30 hektarów lasów spłonęło w ciągu kilku ostatnich dni na terenie Nadleśnictwa Międzyrzec. Z pierwszych ustaleń wynika, że przyczyną gigantycznego pożaru było podpalenie.
Pożar wybuchł we wtorek na obszarze Leśnictwa Żelizna. Ogień przeniósł się na drzewostany otaczające użytek ekologiczny i bardzo szybko opanował fragment Uroczyska Borodacz, zajmując m.in. znaczne obszary siedlisk bagiennych.
– Rozpoczęliśmy skoordynowaną akcję gaśniczą z udziałem strażaków z PSP, wielu jednostek OSP, Wojskowej Straży Pożarnej, pracowników nadleśnictwa oraz pracowników zakładów usług leśnych, którzy z poświęceniem pomagali nam w gaszeniu pożaru. W szczytowym momencie w trwającą kilka dni akcję było zaangażowanych kilkadziesiąt osób. Szybkie zakończenie akcji utrudniały podmuchy wiatru, który powodował rozprzestrzenianie się ognia w zastraszającym tempie – relacjonuje Piotr Kowalczuk, zastępca nadleśniczego Nadleśnictwa Międzyrzec.
Kilkudniowa akcja gaśnicza dopiero dobiega końca, dlatego jest jeszcze za wcześnie na szacowanie strat. Z pewnością będą one duże, szczególnie w wymiarze przyrodniczym.
– To jeden z największych pożarów na naszym terenie w ciągu ostatnich lat – komentuje Ewa Pożarowszczyk, rzecznik prasowa RDLP w Lublinie. – Pożar objął swoim zasięgiem znaczącą część użytku ekologicznego oraz drzewostany gospodarcze.

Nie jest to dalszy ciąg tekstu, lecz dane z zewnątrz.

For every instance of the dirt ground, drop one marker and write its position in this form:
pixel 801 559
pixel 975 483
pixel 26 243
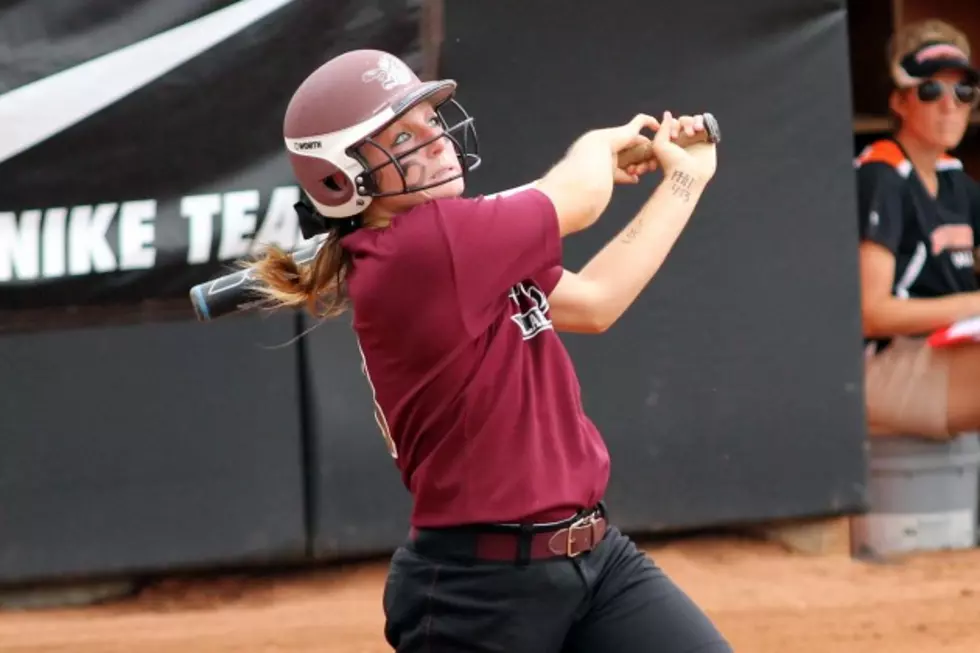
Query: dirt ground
pixel 764 598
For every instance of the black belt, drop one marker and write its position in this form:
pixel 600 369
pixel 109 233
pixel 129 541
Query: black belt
pixel 515 542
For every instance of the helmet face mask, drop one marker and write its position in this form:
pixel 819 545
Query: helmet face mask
pixel 461 136
pixel 335 115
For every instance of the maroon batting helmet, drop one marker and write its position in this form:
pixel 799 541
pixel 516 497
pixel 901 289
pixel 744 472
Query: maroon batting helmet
pixel 345 102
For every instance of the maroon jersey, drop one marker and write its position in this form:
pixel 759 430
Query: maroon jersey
pixel 475 394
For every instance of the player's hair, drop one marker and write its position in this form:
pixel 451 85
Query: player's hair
pixel 319 287
pixel 914 35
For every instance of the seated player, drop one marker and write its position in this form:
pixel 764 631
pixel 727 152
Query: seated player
pixel 919 215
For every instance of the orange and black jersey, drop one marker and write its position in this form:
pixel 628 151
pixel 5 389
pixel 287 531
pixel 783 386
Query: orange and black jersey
pixel 933 239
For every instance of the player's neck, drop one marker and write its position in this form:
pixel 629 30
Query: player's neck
pixel 923 156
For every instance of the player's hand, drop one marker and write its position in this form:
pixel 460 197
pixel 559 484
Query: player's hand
pixel 625 137
pixel 698 159
pixel 631 174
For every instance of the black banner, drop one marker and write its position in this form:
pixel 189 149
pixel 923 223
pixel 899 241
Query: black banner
pixel 141 141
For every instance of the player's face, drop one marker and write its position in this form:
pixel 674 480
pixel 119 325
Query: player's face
pixel 424 166
pixel 937 113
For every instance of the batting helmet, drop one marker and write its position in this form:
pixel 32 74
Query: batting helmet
pixel 340 106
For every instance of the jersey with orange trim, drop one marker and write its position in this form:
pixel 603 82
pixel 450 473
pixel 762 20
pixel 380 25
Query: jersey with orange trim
pixel 933 238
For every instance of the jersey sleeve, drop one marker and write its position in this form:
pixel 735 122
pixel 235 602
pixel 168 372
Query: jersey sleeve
pixel 548 279
pixel 476 249
pixel 974 191
pixel 880 191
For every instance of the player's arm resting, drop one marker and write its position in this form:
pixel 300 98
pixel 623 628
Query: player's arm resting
pixel 593 299
pixel 882 214
pixel 580 185
pixel 885 315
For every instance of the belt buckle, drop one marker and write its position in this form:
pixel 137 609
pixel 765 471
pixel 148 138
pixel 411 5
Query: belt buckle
pixel 590 521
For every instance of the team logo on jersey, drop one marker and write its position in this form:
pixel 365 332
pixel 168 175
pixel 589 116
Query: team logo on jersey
pixel 957 239
pixel 532 310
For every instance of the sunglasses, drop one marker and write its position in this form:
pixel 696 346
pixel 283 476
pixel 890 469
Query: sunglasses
pixel 933 89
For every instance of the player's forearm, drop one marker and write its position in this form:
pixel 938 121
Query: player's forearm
pixel 581 184
pixel 628 262
pixel 891 316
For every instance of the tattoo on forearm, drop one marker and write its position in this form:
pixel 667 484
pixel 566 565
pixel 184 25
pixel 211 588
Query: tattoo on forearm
pixel 680 185
pixel 633 230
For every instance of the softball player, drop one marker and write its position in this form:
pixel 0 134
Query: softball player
pixel 919 218
pixel 456 306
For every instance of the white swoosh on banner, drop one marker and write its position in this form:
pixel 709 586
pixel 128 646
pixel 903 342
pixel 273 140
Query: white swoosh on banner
pixel 36 111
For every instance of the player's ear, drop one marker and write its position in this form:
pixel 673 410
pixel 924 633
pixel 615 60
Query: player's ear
pixel 898 102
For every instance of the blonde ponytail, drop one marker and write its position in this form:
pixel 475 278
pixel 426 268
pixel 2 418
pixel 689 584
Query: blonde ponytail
pixel 319 287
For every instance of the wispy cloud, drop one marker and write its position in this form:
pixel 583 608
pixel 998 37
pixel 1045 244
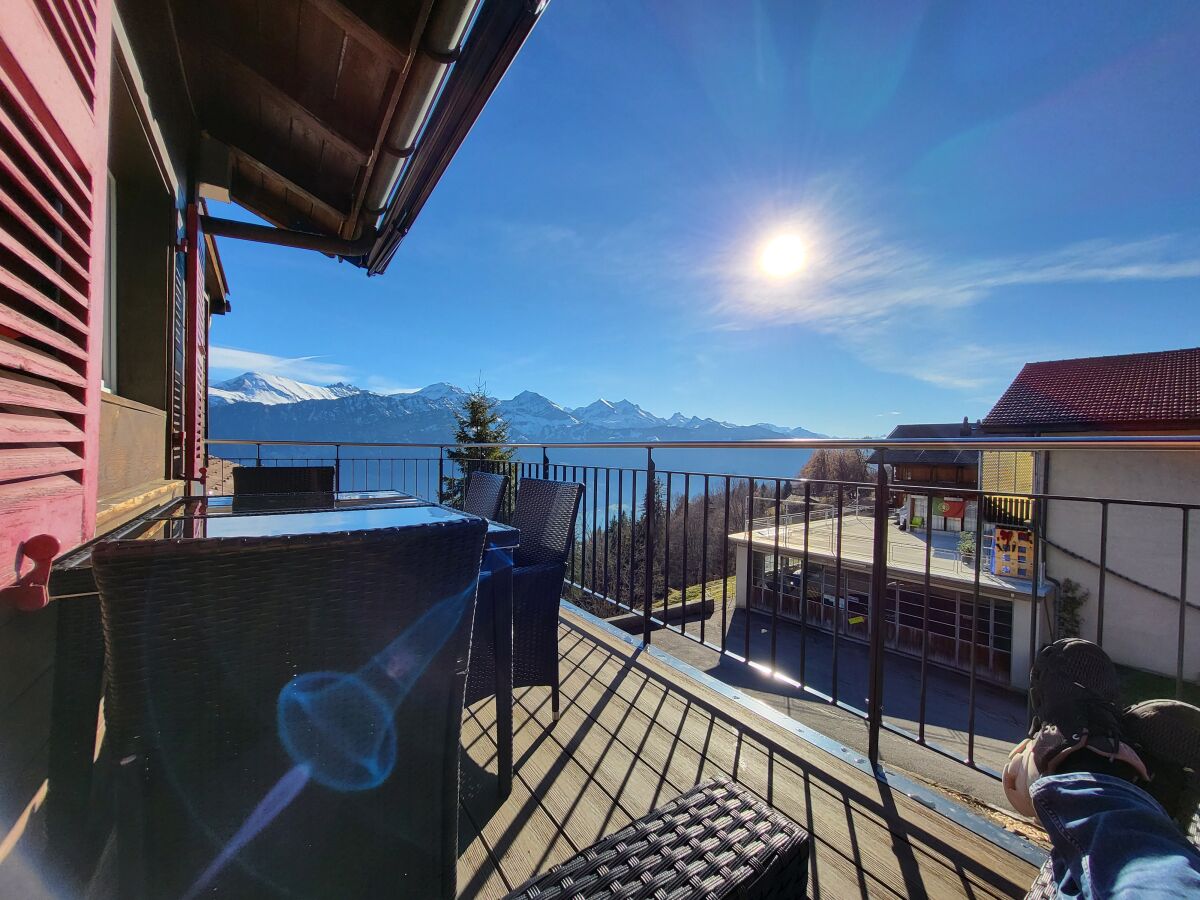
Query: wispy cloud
pixel 862 279
pixel 889 305
pixel 378 384
pixel 231 360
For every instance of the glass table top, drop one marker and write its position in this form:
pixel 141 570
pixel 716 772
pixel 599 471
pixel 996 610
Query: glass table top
pixel 276 515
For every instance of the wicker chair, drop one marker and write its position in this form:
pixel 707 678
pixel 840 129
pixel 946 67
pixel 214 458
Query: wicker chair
pixel 201 637
pixel 485 492
pixel 282 479
pixel 545 515
pixel 714 841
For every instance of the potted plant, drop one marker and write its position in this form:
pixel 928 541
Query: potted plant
pixel 966 547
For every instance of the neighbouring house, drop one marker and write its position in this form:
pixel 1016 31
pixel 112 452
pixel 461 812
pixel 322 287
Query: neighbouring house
pixel 833 592
pixel 949 469
pixel 1135 562
pixel 119 121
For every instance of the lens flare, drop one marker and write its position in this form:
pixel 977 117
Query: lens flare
pixel 783 256
pixel 339 727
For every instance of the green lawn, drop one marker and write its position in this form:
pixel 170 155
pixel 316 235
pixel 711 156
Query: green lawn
pixel 695 592
pixel 1138 685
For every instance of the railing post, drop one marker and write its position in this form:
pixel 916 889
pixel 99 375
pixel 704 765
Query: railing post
pixel 649 546
pixel 879 588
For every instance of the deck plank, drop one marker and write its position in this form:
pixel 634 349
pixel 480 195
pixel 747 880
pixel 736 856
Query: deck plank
pixel 634 735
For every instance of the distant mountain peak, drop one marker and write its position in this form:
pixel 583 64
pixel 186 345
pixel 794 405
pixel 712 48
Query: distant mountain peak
pixel 427 414
pixel 273 390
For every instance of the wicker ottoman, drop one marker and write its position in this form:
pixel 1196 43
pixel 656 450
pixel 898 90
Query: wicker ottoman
pixel 714 841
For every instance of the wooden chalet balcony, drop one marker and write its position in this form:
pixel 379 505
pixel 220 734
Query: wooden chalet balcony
pixel 635 732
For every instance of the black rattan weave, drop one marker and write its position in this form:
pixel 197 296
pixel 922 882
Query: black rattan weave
pixel 485 492
pixel 545 515
pixel 714 841
pixel 201 637
pixel 282 479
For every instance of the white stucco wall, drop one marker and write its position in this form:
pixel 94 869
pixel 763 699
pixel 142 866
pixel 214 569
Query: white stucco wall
pixel 1140 627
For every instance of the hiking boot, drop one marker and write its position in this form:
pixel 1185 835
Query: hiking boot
pixel 1077 725
pixel 1167 736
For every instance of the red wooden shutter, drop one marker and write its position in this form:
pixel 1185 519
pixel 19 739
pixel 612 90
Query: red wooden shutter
pixel 54 71
pixel 179 359
pixel 197 349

Ucierpiały wyjątkowe bagienne siedliska przyrodnicze z wieloma cennymi gatunkami rodzimej flory i fauny.
Dogaszania pożaru nie ułatwia brak opadów i utrzymująca się przez dłuższy czas niska wilgotność ściółki.

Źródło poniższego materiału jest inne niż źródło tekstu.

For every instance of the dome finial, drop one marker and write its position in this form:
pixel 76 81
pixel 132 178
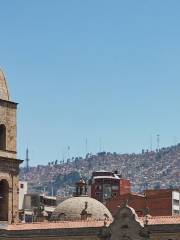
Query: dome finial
pixel 4 93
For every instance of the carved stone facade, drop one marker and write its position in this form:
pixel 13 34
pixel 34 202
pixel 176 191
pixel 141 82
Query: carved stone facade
pixel 9 165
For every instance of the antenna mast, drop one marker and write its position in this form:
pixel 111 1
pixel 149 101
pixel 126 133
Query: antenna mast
pixel 27 160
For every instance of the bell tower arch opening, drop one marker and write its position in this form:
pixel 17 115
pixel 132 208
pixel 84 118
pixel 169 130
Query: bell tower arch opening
pixel 4 199
pixel 2 137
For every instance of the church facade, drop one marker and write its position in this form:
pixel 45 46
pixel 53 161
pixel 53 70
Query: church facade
pixel 125 226
pixel 9 164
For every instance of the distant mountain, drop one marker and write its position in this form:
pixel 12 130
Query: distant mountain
pixel 148 170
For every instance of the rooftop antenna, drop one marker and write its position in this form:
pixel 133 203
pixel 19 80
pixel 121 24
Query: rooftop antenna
pixel 68 150
pixel 27 160
pixel 158 141
pixel 86 151
pixel 100 144
pixel 151 143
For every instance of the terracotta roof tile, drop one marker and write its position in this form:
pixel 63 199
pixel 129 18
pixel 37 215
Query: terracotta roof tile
pixel 159 220
pixel 55 225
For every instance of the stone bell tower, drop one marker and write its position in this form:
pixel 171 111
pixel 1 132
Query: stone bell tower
pixel 9 164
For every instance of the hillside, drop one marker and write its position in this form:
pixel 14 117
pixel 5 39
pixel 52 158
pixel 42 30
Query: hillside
pixel 146 171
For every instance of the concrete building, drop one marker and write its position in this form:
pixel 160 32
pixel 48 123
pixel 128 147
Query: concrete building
pixel 108 185
pixel 9 164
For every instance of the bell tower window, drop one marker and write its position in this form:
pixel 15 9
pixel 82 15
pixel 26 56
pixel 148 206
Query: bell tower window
pixel 2 137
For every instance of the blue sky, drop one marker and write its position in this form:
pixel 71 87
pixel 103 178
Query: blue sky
pixel 106 70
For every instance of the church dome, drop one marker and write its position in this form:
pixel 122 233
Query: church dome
pixel 4 93
pixel 81 208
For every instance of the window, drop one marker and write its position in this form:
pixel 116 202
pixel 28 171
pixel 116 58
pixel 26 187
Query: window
pixel 2 137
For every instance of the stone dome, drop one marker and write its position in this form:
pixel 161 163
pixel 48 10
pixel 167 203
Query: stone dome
pixel 81 208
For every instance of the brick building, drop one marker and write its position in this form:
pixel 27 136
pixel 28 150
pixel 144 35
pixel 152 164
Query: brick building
pixel 106 185
pixel 9 164
pixel 162 202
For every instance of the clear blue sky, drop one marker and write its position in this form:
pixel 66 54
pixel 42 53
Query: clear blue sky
pixel 95 69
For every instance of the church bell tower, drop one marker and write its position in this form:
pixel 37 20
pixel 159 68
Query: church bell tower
pixel 9 164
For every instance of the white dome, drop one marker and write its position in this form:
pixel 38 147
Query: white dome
pixel 74 208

– W tej chwili na terenie całej lubelskiej dyrekcji LP obowiązuje trzeci, najwyższy stopień zagrożenia pożarowego. W lasach jest bardzo sucho, w wielu miejscach od dłuższego czasu nie są odnotowywane opady, a pożarom sprzyja nie tylko brak deszczu, lecz także wiatr, który wysusza rośliny. Niestety, jak wynika ze statystyk, częstą przyczyną powstawania ognia w lasach jest człowiek – tłumaczy dyrektor RDLP w Lublinie, dr inż. Marek Kamola.